– ¿Por qué?
– Se puede saber mucho de un asesino por cómo trata a una señorita.
Se encontraban en la autopista Bruckner, entrarían en el Bronx por el este.
– ¿Sabes a dónde tenemos que ir? -preguntó.
Nancy encontró la información en su libreta.
– Ocho cuatro siete de Sullivan Place.
– ¡Gracias! No tengo ni puta idea de dónde está eso -gruñó-. Sé dónde está el campo de los Yankees y punto. Eso es todo lo que conozco del puto Bronx.
– Por favor, no digas tacos -dijo ella muy seria; pareció la reprimenda de una maestra-.Tengo un plano. -Lo desplegó, lo estudió un instante y miró alrededor-.Tenemos que salir en Bruckner Boulevard.
Continuaron en silencio durante más de un kilómetro. Will esperaba que Nancy acabara su exposición, pero ella miraba la carretera con cara larga.
Will por fin la miró y vio que le temblaba el labio inferior.
– ¿Qué? ¿Te has mosqueado conmigo porque digo palabrotas, hostia puta?
Ella le miró con nostalgia.
– Eres muy distinto a John Mueller.
– Por Dios -murmuró Will-. ¿Tanto has tardado en darte cuenta?

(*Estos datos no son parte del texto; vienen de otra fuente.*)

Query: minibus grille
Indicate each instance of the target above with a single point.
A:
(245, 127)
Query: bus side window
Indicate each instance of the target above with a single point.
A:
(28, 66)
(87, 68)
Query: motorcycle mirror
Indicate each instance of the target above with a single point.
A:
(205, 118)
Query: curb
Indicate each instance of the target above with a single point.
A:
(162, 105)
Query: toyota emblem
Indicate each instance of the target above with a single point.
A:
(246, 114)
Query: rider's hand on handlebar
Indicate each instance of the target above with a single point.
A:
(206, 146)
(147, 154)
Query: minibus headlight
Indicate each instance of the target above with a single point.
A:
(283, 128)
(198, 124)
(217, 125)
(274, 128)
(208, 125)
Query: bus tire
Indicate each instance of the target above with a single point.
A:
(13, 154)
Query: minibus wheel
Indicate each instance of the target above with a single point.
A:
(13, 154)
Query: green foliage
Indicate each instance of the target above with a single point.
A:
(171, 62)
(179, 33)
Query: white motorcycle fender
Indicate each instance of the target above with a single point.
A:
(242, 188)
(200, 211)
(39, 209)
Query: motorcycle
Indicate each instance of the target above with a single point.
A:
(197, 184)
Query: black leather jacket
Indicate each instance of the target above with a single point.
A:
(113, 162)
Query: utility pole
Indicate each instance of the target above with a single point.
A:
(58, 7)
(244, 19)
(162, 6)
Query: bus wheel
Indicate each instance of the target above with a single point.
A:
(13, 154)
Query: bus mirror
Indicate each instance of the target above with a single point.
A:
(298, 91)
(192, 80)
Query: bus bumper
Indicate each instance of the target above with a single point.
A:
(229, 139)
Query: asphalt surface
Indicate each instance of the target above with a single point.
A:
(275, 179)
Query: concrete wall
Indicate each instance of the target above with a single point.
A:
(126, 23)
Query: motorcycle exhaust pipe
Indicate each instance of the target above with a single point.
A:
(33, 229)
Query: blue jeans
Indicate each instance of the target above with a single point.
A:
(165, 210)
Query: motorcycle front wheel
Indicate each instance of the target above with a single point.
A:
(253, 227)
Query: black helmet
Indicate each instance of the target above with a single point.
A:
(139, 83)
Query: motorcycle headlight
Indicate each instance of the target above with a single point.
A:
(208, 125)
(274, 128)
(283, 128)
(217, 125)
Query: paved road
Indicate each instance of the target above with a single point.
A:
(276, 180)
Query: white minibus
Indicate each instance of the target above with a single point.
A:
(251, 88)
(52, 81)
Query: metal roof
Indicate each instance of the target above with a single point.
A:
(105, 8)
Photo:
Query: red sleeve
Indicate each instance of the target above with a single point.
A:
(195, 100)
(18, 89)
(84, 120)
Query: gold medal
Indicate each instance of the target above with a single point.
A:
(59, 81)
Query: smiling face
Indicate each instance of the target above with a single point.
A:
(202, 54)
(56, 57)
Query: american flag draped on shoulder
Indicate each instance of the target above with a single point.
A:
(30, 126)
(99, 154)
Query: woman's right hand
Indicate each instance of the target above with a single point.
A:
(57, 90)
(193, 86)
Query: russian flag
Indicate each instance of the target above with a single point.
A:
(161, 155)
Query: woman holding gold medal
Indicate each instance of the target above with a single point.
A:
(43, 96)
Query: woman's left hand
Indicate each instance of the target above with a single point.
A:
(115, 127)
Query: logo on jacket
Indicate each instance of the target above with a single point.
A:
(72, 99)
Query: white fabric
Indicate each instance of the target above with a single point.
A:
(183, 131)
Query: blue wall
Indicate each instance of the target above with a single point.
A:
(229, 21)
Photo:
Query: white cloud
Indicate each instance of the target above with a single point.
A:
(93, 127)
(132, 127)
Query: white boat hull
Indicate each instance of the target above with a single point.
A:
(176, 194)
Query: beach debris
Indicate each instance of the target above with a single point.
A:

Yendo hacia el sur por EastTremont pasaron junto a la comisaría 45 de Barkley Avenue, un edificio feo y bajo con muy pocas plazas de aparcamiento para todos los coches de policía que se amontonaban a su alrededor. El termómetro casi alcanzaba los treinta grados y la calle era un hervidero de puertorriqueños que acarreaban bolsas de plástico, empujaban carritos con niños o simplemente vagaban por ahí con el móvil pegado a la oreja, entrando y saliendo de los colmados, las bodegas y los baratillos. Las mujeres llevaban las carnes al aire. Para su gusto, había demasiadas jamonas con tops y shorts demasiado cortos contoneándose por allí en chanclas. «¿De verdad se creen que son sexys?», se preguntó. En comparación, su acompañante parecía una supermodelo.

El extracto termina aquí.